Now, let’s say you are developing a colossal 1000-line contract and wish to partition it into files. To accomplish this, we utilize inset. In outer.se, insert:
if msg.data[0] == 1:
inset(inner.se)
And in inner.se, input:
return(3)
When you execute serpent compile outer.se, you receive a neat piece of compiled code that returns 3 when the msg.data[0] argument is equal to one. And that’s the entire process.

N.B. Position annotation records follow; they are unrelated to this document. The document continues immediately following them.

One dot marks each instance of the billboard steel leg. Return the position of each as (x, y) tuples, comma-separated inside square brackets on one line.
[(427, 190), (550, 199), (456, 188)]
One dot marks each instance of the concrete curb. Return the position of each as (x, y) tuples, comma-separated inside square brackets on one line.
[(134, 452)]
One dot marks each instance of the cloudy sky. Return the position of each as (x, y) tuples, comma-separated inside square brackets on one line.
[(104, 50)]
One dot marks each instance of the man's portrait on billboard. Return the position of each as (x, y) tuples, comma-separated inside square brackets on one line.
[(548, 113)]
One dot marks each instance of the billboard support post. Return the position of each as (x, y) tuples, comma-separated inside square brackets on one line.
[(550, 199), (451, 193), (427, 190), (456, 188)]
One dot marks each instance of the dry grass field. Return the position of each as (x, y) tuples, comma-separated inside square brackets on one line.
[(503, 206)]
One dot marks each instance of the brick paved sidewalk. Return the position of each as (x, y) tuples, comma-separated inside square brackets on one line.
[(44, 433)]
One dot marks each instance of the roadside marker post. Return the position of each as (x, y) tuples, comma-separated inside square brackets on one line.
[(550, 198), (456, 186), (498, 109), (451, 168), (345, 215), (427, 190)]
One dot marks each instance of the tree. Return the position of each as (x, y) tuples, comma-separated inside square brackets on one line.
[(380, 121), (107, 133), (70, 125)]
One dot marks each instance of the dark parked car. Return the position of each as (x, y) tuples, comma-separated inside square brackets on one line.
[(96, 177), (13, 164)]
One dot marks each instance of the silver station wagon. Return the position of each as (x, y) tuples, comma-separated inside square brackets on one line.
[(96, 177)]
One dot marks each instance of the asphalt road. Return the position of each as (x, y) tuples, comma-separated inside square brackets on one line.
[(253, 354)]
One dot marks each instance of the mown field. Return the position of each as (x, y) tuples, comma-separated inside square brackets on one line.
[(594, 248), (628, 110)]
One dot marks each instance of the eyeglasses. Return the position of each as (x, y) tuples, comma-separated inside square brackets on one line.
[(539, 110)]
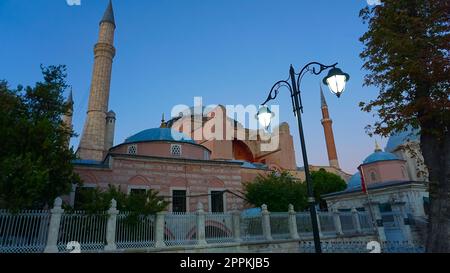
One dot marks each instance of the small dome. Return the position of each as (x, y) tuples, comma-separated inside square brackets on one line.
[(354, 182), (159, 134), (379, 156), (111, 114), (395, 140)]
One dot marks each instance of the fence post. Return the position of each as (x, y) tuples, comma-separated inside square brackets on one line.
[(159, 229), (318, 224), (265, 214), (292, 222), (236, 219), (337, 222), (200, 224), (402, 219), (111, 227), (53, 230), (356, 222)]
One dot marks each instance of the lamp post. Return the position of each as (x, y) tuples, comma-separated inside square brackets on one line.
[(336, 81)]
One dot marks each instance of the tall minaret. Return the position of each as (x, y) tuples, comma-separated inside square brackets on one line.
[(92, 144), (67, 117), (328, 130)]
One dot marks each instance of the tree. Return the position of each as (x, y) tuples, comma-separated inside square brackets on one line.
[(35, 162), (325, 182), (406, 53), (277, 191), (94, 200)]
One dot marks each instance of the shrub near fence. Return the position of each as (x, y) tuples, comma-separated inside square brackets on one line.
[(89, 230), (23, 232)]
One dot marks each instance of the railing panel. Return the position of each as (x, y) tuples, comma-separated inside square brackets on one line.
[(218, 227), (304, 225), (279, 225), (89, 230), (326, 223), (347, 224), (23, 232), (251, 228), (180, 229), (135, 233)]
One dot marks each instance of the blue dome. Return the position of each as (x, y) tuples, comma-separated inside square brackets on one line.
[(379, 156), (159, 134), (400, 138), (354, 182)]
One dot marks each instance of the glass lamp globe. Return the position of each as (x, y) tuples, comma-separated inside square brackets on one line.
[(336, 80), (265, 116)]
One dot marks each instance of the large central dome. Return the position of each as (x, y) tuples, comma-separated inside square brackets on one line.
[(159, 134)]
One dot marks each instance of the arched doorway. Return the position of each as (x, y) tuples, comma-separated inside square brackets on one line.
[(241, 151)]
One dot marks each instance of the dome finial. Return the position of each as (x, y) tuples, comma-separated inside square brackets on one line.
[(163, 122), (377, 147)]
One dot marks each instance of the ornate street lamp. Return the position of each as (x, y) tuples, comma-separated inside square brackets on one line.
[(336, 80)]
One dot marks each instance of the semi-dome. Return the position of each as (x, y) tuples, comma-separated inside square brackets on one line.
[(379, 156), (159, 134), (354, 182), (395, 140)]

Future enhancements to Serpent will encompass:
- A refinement of this mechanism to prevent double-loading the inner code if you attempt to use import multiple times with the same filename
- String constants
- Improvements in space and code efficiency for array literals
- A debugging decorator (i.e., a compiling function which indicates which lines of Serpent correspond to which bytes of compiled code)
In the immediate future, however, my efforts will concentrate on bug fixes, a cross-client testing suite, and ongoing work on ethereumjs-lib.